Sooooo SSL and this hosting provider
I am a fan of the idea of putting SSL all over the place.
But wait! This very site does not even have SSL or serve data over a secure channel.
Well here is my current problem. This particular hosting provider is somewhat behind the times. They do not support users setting up more than one SSL certificate and I host multiple sites with them. I guess I am left with a simple choice here really. Move to a new hosting provider or just accept that even this simple site login is insecure and open to being spied on or stolen.
I hear the skeptics saying “But with Let’s encrypt you can use Subject Alternative Names” and yes, this would solve the problem, but directly link all the sites I host on this server. I do not want to do this.

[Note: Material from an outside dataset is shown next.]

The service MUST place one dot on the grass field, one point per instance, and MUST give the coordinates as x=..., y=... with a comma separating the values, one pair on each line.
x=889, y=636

I also know that its not difficult to find out this information, but I do not want to broadcast it with every connection.
I use Let’s Encrypt wherever I can as it is simple to use on just about any OS. I actively use it on my windows servers as well as my Linux servers. Both pretty easy to setup and get going.
I do find it disappointing, hhhmmmm, or maybe I have been spoilt with using AWS (Amazon Web Services) and the ease of doing certain things, but in this era of regular data breaches and peoples passwords “hitting the streets” I feel SSL should be offered free by all hosting providers. If not through the tools and control panels then at the very least enable the customers to easily set up and use Let’s Encrypt.